Il ne faudrait pas oublier ce qui existait déjà et qui existe encore, c’est-à-dire la mosaïque de lois et de traditions autochtones que des centaines de communautés différentes ont à cœur.

Le droit autochtone est aussi diversifié que les communautés de l’île de la Tortue. Il n’est pas statique. Les aînés et les gardiens du savoir ont continué de transmettre et de protéger les lois de leur communauté malgré la colonisation et les pensionnats.

La revitalisation des langues autochtones revêt une grande importance. Les concepts juridiques sont ancrés dans la langue. La langue et le droit sont interreliés. On ne peut comprendre l’un sans l’autre. Promouvoir la revitalisation des langues autochtones, c’est donc ouvrir la voie à la revitalisation du droit autochtone.

Bien que le projet de loi S-11 ne vise pas à promouvoir l’utilisation des lois autochtones au Canada, il y a beaucoup de travail en cours dans d’autres secteurs. Ainsi, une fois ouvert, le Centre national de droit autochtone de l’Université de Victoria sera un lieu d’apprentissage, de pratique et de recherche. C’est l’une des formes que prend le soutien offert aux communautés en réponse à l’appel à l’action no 50 de la Commission de vérité et réconciliation, qui porte sur la nécessité de rendre le système judiciaire du Canada plus équitable. La Commission demande au gouvernement fédéral :

[...] de financer, en collaboration avec les organisations autochtones, la création d’instituts du droit autochtone pour l’élaboration, la mise en application et la compréhension des lois autochtones ainsi que l’accès à la justice en conformité avec les cultures uniques des peuples autochtones du Canada.

J’espère que lorsque nous parlerons d’harmonisation à l’avenir, nous n’aurons pas une conception binaire de l’harmonie, mais nous la verrons plutôt comme un assemblage de traditions complexe.

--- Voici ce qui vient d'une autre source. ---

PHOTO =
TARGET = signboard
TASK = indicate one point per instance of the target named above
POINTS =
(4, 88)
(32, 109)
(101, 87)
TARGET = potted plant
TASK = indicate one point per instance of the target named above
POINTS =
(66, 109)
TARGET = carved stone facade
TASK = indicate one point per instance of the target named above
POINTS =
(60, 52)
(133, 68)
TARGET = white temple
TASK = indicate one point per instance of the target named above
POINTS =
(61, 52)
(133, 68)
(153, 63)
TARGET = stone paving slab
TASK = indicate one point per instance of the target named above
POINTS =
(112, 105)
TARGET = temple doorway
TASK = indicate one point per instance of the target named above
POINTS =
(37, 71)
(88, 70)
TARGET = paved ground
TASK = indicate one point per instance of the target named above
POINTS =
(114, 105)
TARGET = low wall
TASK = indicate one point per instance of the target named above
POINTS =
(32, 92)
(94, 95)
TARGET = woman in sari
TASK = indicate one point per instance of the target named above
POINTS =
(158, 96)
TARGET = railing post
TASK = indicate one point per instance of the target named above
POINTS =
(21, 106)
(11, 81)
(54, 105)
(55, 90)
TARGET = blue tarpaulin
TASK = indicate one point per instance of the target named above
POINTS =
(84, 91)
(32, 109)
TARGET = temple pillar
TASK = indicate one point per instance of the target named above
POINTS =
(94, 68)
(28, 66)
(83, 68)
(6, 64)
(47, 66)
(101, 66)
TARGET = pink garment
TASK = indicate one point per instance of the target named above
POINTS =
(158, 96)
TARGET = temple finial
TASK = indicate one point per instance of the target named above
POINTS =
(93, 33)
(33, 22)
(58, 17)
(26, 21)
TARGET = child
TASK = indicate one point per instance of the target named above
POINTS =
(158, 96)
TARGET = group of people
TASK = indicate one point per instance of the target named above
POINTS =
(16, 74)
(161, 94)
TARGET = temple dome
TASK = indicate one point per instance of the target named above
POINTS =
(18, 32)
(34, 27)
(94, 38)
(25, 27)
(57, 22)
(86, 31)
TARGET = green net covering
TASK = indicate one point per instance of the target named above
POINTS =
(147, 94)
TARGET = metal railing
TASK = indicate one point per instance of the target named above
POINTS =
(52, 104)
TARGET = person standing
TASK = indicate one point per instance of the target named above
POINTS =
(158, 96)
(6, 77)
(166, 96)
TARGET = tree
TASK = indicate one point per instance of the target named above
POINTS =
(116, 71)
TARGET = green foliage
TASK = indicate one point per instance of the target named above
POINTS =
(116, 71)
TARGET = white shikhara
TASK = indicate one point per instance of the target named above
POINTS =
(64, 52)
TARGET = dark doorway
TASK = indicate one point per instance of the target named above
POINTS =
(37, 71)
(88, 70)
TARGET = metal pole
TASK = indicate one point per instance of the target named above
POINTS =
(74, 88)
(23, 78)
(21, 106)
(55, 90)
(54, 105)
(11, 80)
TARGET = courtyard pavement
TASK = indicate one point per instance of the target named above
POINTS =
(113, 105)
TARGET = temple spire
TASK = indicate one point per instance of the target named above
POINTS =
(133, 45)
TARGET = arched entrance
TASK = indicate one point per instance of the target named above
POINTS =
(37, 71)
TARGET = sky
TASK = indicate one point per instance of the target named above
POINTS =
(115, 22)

Le ministère de la Justice travaille à la création d’un processus de consultation officiel pour les projets de loi à venir, puisque les communautés autochtones n’ont pas été consultées officiellement pour le projet de loi S-11. Un processus formel de consultation avec des Canadiens autochtones sera mis en place dans le cadre de l’engagement du Canada à mettre en œuvre la Déclaration des Nations unies sur les droits des peuples autochtones.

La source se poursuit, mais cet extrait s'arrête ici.